Are conveyancing solicitors tripping over themselves and making mistakes as they try to keep up with the demands of an unstoppable property bubble? Between 2013 /14, one in every five complaints received by the Legal Ombudsmen (LeO) involved residential conveyancing, which they state has become “the most complained about area of law.”
In fact, complaints regarding conveyancing issues made to the LeO by residential property buyers are reported to have increased by 25 per cent in the last twelve months.
It was further revealed that of the 1,500 complaints a significant number centred upon the payment of stamp duty land tax (SDLT) during the purchase of residential property valued above £125,000. According to LeO, as property prices continue to accelerate “there is concern that lawyers are sacrificing quality of service to keep up with demand.”
As house prices continue to spiral and conveyancing workloads increase even further, the average house-buyer will be increasingly concerned to ensure they will be not become a victim of the current property whirlwind.
“It’s a worrying development” says Shelley Naughton, Professional Negligence Solicitor at Your Legal Friend, “particularly as property buyers rely on the diligence and integrity of legal professionals to help guide them through the complex and financially critical process of buying a new home.”
Shelley adds, “There are measures that people can take to try and limit the risk of negligence at the outset. With the prospect of a mortgage interest rate hike looming it is understandable that clients and their solicitors are keen to conclude their transactions as soon as possible. However, a little time taken to do some quality checks at the beginning of the process could help to avoid major issues further down the line.”

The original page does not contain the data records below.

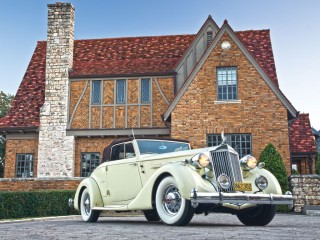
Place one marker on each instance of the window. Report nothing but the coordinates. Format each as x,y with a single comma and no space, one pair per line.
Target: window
240,142
89,161
24,165
121,91
96,92
227,83
145,90
209,37
122,151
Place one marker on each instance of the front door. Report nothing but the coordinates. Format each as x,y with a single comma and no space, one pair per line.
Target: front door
123,177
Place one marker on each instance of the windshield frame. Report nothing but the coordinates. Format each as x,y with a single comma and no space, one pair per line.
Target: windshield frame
161,151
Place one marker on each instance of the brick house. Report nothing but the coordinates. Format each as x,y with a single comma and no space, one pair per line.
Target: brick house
302,145
78,95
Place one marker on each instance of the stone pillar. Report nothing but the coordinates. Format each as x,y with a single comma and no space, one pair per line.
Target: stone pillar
56,150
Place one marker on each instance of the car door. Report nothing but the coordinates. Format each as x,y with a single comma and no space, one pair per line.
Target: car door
123,177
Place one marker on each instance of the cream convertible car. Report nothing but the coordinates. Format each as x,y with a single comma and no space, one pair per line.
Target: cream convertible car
170,182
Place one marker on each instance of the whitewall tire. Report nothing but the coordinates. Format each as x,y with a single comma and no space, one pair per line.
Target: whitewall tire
88,215
172,208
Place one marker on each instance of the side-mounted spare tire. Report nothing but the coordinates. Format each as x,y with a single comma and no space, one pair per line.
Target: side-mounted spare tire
87,214
258,216
171,207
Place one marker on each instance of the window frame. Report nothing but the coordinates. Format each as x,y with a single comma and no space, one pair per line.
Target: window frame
87,173
247,151
143,101
94,92
124,91
124,147
30,173
228,80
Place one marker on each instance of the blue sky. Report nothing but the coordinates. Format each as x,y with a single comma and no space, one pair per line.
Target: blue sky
294,25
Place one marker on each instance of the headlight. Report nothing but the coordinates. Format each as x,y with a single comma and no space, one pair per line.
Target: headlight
201,159
224,181
261,182
248,162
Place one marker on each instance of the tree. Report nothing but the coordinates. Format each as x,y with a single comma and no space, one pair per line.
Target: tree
274,163
5,102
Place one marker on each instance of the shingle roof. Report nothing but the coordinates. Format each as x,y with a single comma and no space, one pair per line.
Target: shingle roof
119,57
258,42
301,137
25,108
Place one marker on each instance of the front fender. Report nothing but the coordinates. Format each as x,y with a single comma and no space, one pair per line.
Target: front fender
94,191
273,184
186,177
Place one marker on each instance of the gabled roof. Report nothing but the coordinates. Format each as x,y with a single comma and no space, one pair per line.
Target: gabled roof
256,56
140,56
301,137
121,57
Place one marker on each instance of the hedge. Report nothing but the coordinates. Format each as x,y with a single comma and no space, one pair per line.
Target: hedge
35,204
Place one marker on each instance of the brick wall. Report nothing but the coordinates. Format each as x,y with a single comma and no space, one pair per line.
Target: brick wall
305,190
260,112
14,147
34,184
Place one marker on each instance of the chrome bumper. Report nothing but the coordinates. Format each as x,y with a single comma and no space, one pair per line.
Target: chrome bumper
241,198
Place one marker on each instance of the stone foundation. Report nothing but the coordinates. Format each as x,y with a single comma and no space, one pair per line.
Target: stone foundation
35,184
305,190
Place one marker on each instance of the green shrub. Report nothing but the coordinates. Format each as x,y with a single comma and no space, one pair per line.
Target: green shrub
272,158
35,204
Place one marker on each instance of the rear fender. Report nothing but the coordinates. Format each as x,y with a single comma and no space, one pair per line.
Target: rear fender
186,178
94,191
273,184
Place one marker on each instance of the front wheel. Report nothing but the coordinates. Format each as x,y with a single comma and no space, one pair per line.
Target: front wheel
87,214
172,208
259,216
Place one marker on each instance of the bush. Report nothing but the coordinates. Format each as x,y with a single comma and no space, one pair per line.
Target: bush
35,204
274,163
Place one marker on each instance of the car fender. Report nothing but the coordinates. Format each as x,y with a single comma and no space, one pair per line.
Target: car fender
95,195
186,177
273,184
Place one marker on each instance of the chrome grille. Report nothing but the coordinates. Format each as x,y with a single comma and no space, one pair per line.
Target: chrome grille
225,162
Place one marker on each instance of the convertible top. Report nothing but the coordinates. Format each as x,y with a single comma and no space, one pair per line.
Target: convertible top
107,150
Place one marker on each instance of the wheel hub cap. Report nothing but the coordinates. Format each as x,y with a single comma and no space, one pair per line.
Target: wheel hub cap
172,200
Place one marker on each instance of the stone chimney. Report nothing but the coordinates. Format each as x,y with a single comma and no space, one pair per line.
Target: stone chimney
56,150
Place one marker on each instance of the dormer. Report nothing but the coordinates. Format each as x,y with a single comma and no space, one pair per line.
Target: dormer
195,51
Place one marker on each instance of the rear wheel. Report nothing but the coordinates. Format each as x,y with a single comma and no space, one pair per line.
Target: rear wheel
151,215
171,207
259,216
88,215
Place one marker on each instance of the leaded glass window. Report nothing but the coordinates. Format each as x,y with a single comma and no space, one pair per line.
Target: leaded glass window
240,142
227,82
24,165
89,161
145,90
121,91
96,92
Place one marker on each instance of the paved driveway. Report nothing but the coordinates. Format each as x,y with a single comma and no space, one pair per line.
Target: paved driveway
213,226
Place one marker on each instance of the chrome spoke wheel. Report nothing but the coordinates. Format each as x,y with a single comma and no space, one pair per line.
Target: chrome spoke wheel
172,200
171,206
88,215
87,208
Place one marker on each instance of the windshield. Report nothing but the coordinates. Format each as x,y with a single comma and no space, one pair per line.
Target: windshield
159,147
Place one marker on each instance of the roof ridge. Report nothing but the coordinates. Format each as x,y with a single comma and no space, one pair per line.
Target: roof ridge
150,36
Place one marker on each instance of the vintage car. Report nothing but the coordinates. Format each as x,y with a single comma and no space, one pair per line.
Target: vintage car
168,181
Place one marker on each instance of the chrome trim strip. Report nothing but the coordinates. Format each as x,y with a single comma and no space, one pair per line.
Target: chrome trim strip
221,198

When trying to find an expert and reliable conveyancer it’s important to look for practitioners who come with a recommendation rather than simply pick a firm at random from a website or accepting the solicitor suggested by your estate agent as they may not offer impartial advice.
It’s also vital to carry out background checks to ensure there are no published complaints made against the conveyancing practice. If possible, speak with the conveyancer in person rather than relying on email, which enables you to ask questions as they arise and should provide a better feel for the people who will be following your instructions.

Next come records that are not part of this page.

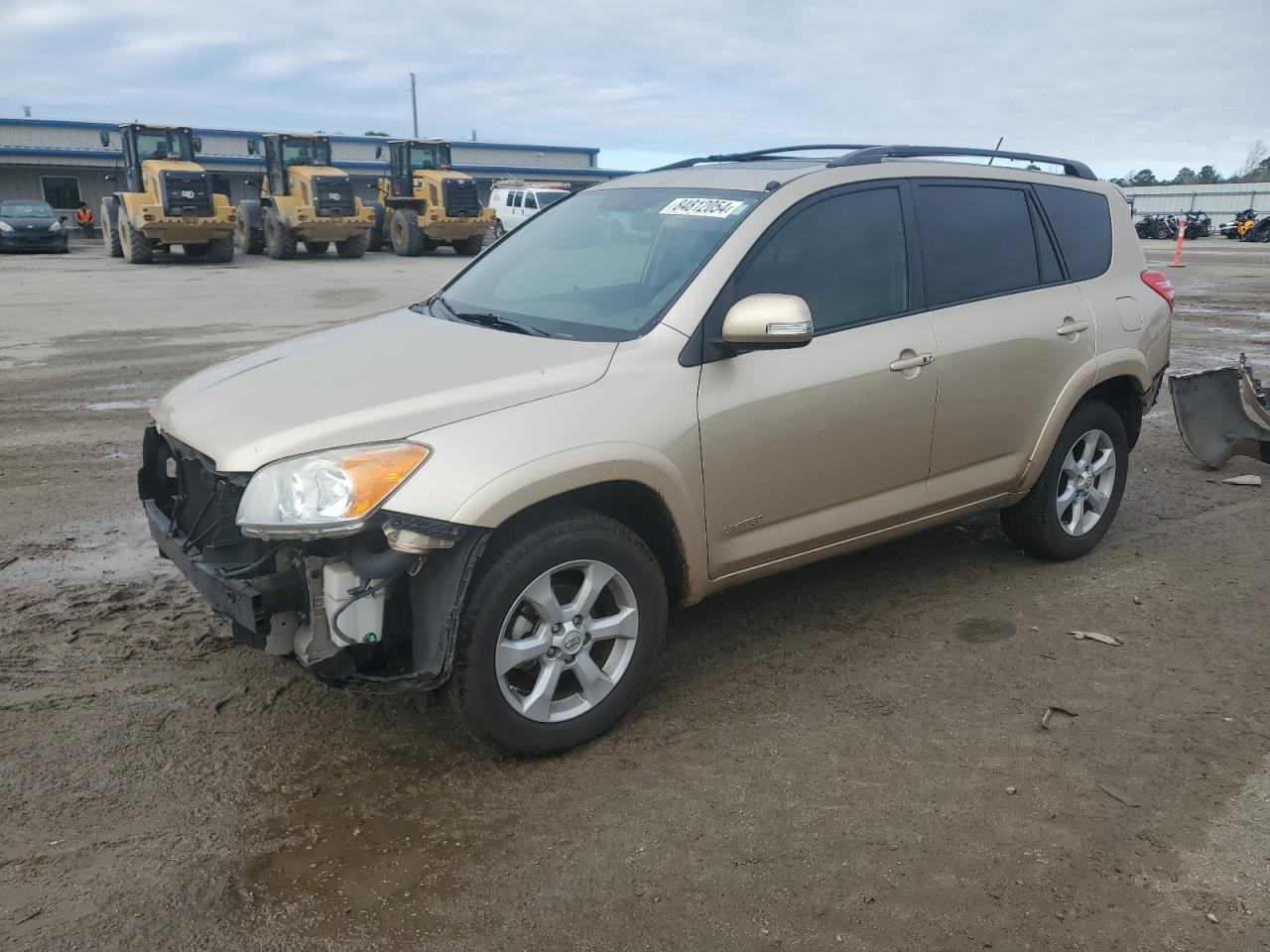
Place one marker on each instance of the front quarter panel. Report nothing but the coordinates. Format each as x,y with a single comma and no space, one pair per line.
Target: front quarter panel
638,422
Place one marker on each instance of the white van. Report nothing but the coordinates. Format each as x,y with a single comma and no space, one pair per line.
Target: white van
513,202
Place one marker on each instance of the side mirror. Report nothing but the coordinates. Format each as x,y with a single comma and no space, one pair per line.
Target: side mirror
769,321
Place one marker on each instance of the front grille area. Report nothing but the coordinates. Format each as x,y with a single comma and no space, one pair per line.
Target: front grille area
187,193
461,198
199,503
333,195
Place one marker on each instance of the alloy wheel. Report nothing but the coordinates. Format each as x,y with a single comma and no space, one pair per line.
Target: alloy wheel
1086,483
567,642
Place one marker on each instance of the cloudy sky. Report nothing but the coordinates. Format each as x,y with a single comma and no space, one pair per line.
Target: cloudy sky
1121,85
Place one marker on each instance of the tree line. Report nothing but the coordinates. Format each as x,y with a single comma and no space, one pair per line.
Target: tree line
1256,168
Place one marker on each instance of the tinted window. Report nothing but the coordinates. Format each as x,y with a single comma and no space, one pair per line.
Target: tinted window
1082,225
844,257
975,241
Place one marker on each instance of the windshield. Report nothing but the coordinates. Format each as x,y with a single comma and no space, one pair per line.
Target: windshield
164,144
603,266
26,209
304,151
430,158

Even when you have done all you can to check the credentials of a conveyancing solicitor there is no guarantee that mistakes won’t still be made. In this case, talking to a professional negligence expert will enable you to work out where you stand to redress a situation when things do go wrong or instructions not followed.
Doing your homework, keeping a constant eye, a written record and being on top of events as they unfold can be the most valuable assets in helping to successfully bring a complaint of professional negligence to justice, should the need arise.